Punctured Large Distance Codes, and Many Reed-Solomon Codes, Achieve List-Decoding Capacity



We prove the existence of Reed-Solomon codes of any desired rate $R \in (0,1)$ that are combinatorially list-decodable up to a radius approaching $1-R$, which is the information-theoretic limit. This is established by starting with the full-length $[q,k]_q$ Reed-Solomon code over a field $\mathbb{F}_q$ that is polynomially larger than the desired dimension $k$, and "puncturing" it by including $k/R$ randomly chosen codeword positions.
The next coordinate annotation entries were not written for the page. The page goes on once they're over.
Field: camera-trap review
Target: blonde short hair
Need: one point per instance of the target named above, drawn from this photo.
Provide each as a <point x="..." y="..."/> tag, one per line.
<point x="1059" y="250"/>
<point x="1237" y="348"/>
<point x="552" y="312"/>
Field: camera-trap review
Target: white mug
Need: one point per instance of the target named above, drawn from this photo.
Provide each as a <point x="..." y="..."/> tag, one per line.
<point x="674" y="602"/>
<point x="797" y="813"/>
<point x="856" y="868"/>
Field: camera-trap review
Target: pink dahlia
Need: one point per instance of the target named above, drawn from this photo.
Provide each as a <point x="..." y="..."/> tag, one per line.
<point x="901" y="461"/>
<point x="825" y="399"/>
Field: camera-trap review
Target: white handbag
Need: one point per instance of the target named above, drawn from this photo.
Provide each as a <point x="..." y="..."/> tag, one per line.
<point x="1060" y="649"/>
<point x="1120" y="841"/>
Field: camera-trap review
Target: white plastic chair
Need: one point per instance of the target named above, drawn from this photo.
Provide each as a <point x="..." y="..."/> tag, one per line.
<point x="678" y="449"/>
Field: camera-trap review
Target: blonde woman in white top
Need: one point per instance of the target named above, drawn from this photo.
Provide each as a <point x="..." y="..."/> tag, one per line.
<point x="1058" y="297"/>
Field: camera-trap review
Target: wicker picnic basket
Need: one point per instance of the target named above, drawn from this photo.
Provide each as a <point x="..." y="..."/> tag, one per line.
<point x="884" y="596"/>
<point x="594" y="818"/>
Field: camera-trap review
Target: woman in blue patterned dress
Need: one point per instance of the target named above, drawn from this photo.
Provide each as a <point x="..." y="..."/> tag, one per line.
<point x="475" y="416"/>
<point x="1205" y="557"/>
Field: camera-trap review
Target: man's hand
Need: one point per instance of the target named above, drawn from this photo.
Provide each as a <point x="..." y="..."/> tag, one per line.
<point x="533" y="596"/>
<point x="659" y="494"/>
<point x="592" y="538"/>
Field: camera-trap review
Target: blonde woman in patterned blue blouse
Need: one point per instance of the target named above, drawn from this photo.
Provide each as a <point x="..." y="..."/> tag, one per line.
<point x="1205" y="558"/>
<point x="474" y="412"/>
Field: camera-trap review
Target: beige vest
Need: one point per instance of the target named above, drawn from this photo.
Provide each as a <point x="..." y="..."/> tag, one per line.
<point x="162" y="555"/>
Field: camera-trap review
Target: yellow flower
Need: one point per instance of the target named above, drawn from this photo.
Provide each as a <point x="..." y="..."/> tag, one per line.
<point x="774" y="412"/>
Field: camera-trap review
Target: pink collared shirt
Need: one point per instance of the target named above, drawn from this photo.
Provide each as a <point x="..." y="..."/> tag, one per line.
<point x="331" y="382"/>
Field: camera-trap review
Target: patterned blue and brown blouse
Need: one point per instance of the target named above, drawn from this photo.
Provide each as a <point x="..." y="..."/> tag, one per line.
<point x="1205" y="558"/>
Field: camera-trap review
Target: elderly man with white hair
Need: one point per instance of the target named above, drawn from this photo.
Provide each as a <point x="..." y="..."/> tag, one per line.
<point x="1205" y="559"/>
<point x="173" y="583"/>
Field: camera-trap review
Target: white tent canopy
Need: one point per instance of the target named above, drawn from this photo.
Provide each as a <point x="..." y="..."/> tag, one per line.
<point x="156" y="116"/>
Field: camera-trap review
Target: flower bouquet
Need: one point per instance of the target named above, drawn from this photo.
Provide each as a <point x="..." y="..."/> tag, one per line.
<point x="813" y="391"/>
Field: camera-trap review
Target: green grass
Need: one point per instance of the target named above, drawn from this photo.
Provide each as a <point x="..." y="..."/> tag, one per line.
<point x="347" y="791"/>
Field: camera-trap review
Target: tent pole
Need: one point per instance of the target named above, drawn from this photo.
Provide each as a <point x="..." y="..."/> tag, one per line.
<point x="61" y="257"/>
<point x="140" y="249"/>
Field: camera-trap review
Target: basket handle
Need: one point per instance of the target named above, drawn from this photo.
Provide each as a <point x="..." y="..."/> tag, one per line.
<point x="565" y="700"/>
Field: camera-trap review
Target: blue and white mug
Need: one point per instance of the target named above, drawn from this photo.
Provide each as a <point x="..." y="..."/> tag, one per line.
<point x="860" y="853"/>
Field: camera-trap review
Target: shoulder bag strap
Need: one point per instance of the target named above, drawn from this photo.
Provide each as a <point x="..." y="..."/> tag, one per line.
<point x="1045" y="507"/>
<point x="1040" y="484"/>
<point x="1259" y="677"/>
Our puncturing result is more general and applies to any code with large minimum distance: we show that a random rate $R$ puncturing of an $\mathbb{F}_q$-linear "mother" code whose relative distance is close enough to $1-1/q$ is list-decodable up to a radius approaching the $q$-ary list-decoding capacity bound $h_q^{-1}(1-R)$. In fact, for large $q$, or under a stronger assumption of low-bias of the mother-code, we prove that the threshold rate for list-decodability with a specific list-size (and more generally, any "local" property) of the random puncturing approaches that of fully random linear codes. Thus, all current (and future) list-decodability bounds shown for random linear codes extend automatically to random puncturings of any low-bias (or large alphabet) code. This can be viewed as a general derandomization result applicable to random linear codes.

To obtain our conclusion about Reed-Solomon codes, we establish some hashing properties of field trace maps that allow us to reduce the list-decodability of RS codes to its associated trace (dual-BCH) code, and then apply our puncturing theorem to the latter. Our approach implies, essentially for free, optimal rate list-recoverability of punctured RS codes as well.